仏頂面して入ってきた桃ちゃんは、一言私にこう言った。

「……三番卓、チェキ、メイちゃん先輩ご指名です」

あれ__なんか機嫌悪い?

出ずっぱりで疲れたのだろうか。

目も合わせてもらえず、

私は奥の休憩室へ行く背中にただ「了解」とつぶやいた。


それにしても、珍しいこともあるものだ。

私と撮りたいなんて一体どんな酔狂な人なんだろう。

キッチンからフロアに戻り、三卓に向かう。

そこには店長さんの背中が見えて、抜けた桃ちゃんの代わりに接客についてるようだった。

「お待たせしました」

「あら、メイちゃん、ご指名よ♡」

店長は、ニューハーフだ。

女の私でも羨ましくなるくらいの美貌で、スタイルもよく、メイド服も断然私よりも似合ってる。
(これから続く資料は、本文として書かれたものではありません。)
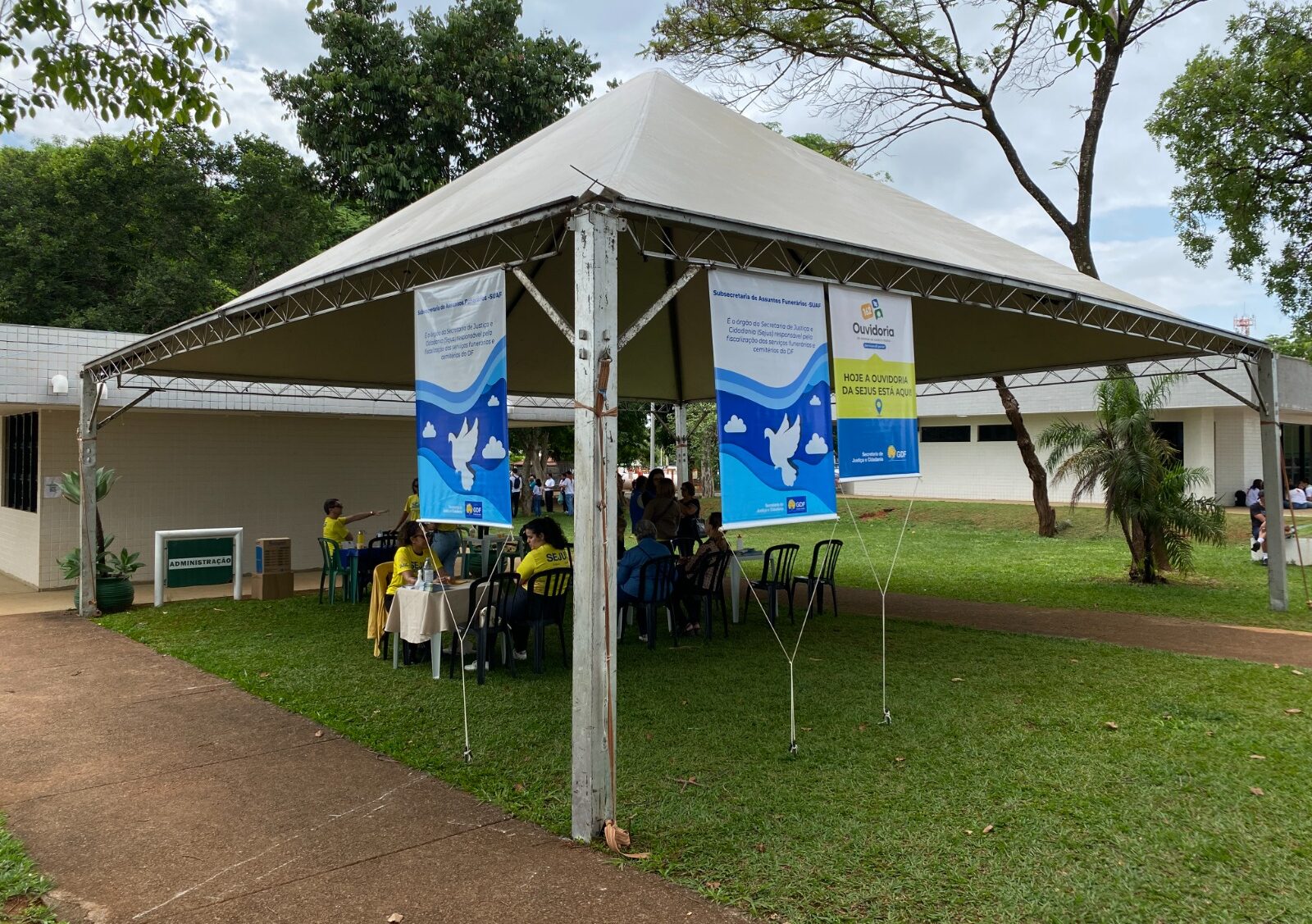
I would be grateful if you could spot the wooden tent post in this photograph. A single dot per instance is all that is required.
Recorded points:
(596, 233)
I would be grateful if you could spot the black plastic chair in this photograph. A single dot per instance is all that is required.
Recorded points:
(655, 585)
(549, 592)
(708, 588)
(491, 594)
(824, 559)
(777, 576)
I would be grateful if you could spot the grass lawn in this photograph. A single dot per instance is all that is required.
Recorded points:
(991, 552)
(21, 886)
(997, 794)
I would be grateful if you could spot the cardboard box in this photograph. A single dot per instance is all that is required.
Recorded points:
(272, 587)
(272, 557)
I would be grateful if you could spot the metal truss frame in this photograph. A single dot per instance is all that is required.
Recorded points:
(512, 243)
(1189, 365)
(673, 235)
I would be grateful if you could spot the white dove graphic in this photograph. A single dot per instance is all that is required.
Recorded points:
(462, 450)
(784, 444)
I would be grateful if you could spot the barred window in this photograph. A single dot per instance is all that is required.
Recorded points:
(20, 461)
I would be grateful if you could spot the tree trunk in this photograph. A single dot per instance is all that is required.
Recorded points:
(1038, 476)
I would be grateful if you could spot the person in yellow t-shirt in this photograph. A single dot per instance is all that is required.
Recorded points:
(548, 552)
(336, 526)
(411, 509)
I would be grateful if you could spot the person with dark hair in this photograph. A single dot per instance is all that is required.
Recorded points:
(663, 511)
(335, 524)
(686, 594)
(689, 512)
(411, 509)
(636, 499)
(629, 576)
(548, 552)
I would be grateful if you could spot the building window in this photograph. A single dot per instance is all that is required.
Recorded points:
(945, 434)
(1173, 432)
(20, 461)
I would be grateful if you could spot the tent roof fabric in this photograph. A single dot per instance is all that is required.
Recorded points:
(656, 148)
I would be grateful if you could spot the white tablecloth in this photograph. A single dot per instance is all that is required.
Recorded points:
(417, 616)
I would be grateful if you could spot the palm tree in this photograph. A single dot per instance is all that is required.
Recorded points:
(1145, 486)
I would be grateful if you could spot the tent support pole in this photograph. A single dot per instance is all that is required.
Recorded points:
(681, 443)
(596, 334)
(1273, 476)
(87, 508)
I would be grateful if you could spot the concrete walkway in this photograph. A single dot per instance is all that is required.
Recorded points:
(150, 790)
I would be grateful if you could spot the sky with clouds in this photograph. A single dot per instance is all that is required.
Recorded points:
(953, 167)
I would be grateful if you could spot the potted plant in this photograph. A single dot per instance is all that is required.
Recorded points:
(115, 589)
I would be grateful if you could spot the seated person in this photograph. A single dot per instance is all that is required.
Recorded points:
(546, 544)
(686, 594)
(335, 524)
(633, 562)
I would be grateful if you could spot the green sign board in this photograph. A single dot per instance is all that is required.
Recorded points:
(196, 562)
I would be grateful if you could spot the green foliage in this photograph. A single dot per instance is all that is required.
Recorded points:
(1237, 126)
(21, 886)
(397, 109)
(1000, 797)
(98, 234)
(138, 59)
(1296, 343)
(70, 485)
(1146, 489)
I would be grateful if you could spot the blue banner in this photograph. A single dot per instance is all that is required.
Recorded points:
(772, 390)
(461, 401)
(874, 371)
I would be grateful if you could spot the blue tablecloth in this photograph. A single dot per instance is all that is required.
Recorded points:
(360, 563)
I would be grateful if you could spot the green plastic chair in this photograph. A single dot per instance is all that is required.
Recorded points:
(331, 568)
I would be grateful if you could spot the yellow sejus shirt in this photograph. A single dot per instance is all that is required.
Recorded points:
(544, 558)
(336, 529)
(407, 559)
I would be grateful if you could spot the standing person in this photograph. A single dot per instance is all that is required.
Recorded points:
(1253, 499)
(689, 511)
(636, 499)
(663, 511)
(516, 489)
(411, 509)
(336, 526)
(567, 493)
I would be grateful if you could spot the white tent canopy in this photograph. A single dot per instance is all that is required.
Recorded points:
(695, 180)
(601, 216)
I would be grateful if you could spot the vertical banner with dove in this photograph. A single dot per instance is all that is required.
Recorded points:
(461, 401)
(874, 371)
(772, 390)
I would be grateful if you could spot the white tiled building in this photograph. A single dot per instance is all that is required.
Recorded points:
(968, 448)
(190, 460)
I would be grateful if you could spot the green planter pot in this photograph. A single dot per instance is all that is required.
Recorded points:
(113, 594)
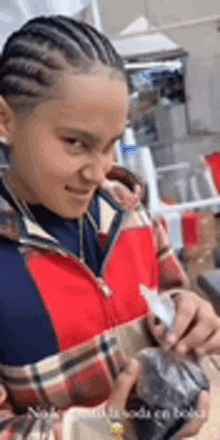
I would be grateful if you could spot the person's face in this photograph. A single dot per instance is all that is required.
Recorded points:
(65, 148)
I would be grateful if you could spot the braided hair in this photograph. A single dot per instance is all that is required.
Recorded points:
(34, 56)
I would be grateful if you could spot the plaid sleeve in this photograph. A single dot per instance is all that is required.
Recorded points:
(35, 424)
(171, 272)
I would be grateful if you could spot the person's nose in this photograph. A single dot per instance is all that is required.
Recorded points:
(96, 169)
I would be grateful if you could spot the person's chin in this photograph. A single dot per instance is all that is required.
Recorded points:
(76, 211)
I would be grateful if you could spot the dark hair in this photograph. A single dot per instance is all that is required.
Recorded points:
(34, 56)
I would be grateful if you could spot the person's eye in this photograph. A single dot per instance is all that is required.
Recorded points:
(75, 146)
(110, 147)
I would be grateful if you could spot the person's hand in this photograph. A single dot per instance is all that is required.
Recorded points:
(197, 326)
(122, 388)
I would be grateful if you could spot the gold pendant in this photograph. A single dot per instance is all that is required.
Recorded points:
(118, 430)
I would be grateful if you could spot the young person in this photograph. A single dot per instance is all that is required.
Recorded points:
(72, 257)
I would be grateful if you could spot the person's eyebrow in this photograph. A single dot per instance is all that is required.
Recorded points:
(86, 135)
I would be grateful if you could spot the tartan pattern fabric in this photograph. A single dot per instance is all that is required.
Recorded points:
(64, 379)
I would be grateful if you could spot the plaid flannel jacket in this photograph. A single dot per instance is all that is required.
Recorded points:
(73, 366)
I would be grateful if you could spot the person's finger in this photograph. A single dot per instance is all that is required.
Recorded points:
(157, 327)
(192, 427)
(187, 307)
(124, 384)
(196, 338)
(211, 346)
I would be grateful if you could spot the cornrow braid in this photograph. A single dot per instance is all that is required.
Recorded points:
(44, 46)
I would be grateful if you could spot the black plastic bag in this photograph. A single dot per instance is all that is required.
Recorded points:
(167, 394)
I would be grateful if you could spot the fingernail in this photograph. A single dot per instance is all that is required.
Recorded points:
(171, 339)
(181, 348)
(132, 366)
(200, 351)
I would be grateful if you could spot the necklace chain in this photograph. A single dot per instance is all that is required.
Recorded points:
(24, 208)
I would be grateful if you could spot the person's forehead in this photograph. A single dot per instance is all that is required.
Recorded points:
(81, 87)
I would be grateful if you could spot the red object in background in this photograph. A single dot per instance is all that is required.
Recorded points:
(191, 229)
(213, 161)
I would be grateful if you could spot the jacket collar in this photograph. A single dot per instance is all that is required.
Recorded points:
(20, 227)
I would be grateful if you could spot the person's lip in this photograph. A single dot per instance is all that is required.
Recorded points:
(79, 193)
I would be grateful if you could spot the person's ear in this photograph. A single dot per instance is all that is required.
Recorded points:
(6, 120)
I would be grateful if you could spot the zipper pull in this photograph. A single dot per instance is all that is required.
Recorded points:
(105, 288)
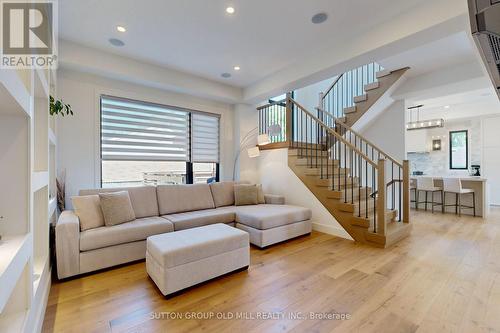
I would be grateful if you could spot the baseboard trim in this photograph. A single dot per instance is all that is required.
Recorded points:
(331, 230)
(39, 309)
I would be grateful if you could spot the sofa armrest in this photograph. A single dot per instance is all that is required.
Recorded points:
(68, 244)
(274, 199)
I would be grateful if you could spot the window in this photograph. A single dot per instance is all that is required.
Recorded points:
(150, 144)
(459, 150)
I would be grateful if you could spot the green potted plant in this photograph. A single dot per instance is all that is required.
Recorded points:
(59, 107)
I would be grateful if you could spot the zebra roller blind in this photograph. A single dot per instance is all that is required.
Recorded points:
(139, 131)
(205, 138)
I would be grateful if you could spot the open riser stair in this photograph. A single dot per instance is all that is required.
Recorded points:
(364, 189)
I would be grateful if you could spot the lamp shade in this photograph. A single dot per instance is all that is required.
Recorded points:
(253, 152)
(263, 139)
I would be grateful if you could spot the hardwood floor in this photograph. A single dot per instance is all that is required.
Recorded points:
(444, 278)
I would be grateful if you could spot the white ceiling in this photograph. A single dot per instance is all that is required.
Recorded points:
(472, 103)
(452, 50)
(198, 37)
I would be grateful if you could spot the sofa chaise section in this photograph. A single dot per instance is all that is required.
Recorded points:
(81, 252)
(171, 208)
(270, 224)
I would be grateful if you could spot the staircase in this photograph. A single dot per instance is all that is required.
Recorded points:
(353, 93)
(364, 189)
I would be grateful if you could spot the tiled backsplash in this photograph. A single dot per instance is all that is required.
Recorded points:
(437, 162)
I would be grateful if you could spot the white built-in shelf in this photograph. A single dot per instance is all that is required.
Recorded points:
(14, 254)
(39, 180)
(52, 206)
(15, 98)
(52, 137)
(40, 267)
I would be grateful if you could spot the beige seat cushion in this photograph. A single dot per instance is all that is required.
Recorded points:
(261, 198)
(88, 210)
(200, 218)
(270, 216)
(143, 198)
(223, 193)
(185, 246)
(137, 230)
(116, 208)
(246, 194)
(184, 198)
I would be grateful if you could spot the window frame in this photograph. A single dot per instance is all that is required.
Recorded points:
(466, 149)
(189, 164)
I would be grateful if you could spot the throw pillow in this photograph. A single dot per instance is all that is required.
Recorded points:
(223, 193)
(260, 196)
(116, 208)
(245, 195)
(88, 210)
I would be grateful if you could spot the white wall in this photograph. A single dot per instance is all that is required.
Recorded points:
(491, 157)
(308, 96)
(78, 136)
(388, 130)
(245, 121)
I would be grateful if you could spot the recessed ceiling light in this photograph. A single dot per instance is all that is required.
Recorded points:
(116, 42)
(319, 18)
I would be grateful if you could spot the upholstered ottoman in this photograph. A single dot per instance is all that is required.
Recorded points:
(184, 258)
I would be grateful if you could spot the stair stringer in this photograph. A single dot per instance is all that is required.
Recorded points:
(377, 100)
(345, 219)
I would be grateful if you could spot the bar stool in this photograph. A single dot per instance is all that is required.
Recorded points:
(426, 184)
(454, 185)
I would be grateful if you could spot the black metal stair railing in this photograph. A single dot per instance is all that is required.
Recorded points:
(341, 162)
(345, 87)
(272, 119)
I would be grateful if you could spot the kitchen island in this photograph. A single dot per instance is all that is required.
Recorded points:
(478, 184)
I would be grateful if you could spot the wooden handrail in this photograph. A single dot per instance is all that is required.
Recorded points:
(338, 136)
(370, 143)
(332, 85)
(283, 101)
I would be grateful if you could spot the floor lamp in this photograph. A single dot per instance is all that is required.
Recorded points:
(252, 150)
(262, 140)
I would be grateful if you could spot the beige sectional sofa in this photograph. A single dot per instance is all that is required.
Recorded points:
(169, 208)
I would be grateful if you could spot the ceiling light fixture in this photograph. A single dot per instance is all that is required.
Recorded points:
(422, 124)
(116, 42)
(319, 18)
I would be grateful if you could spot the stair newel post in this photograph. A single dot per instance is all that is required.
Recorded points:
(406, 191)
(381, 205)
(289, 120)
(320, 108)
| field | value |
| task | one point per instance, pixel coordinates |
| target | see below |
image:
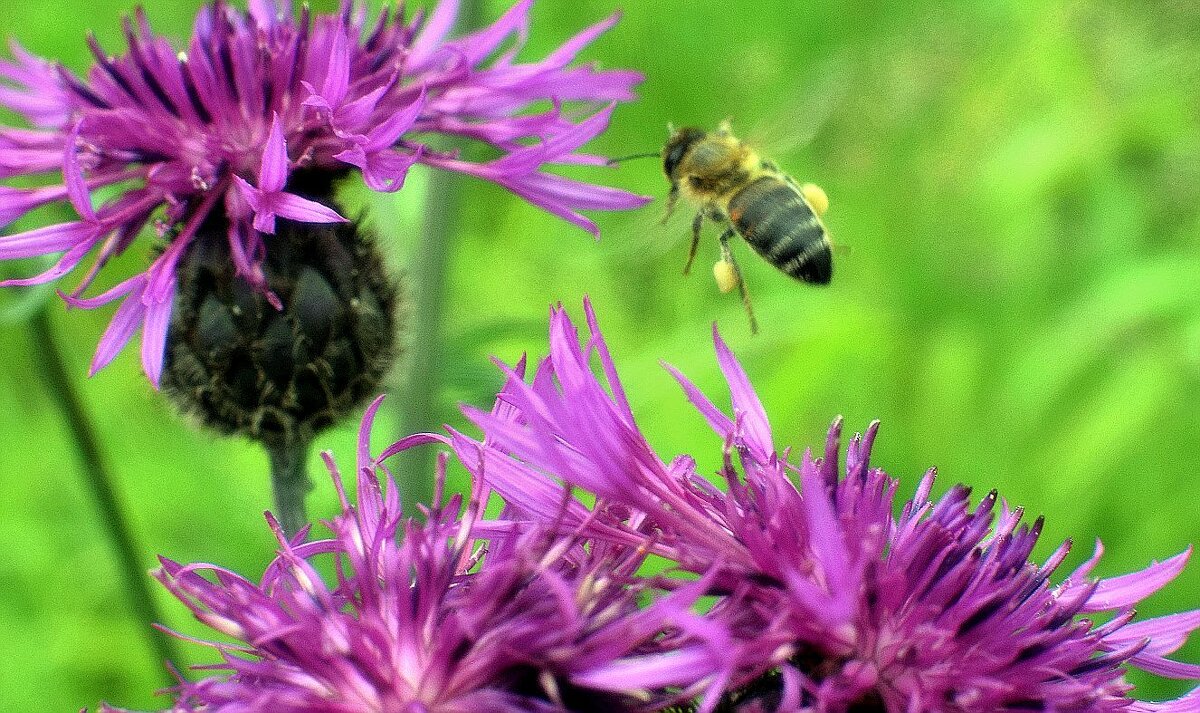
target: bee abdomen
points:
(781, 227)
この店では、綺麗で陽気な店長目当てで通っているという常連さんも少なくなかった。

店長さんの影で遠くからは見えなかったお客さんの顔見た時、私は固まった。

だって__

「お願いします」

その人物が高野くんだったから。

「じゃあ、二人ともチェキ撮るわよ」

どうして、その言葉がまっさきに頭に浮かぶ。

それでも仕事なので、私は立ち上がった高野くんの横にちょこんと立った。

「寄って、寄って!」

わ、肩。

布越しに彼の体が触れた。

おどおどとしていると、店長から声が飛ぶ。

「メイちゃん、固い! そんなんじゃ、どっちがご主人様か分かんないわよ」

「っ、すみません」

「もっとポーズとかとりなさい」

ポーズ?

ど、どうしよう。

私単体でチェキ出るのはじめてだから……

すると、高野くんが片手のハートを差し出した。

「これでどうスか」

「あら、いいじゃない!」

「は、はい」

私はそぉっと自分の右手を彼の左手と合わせ、ハートを完成させた。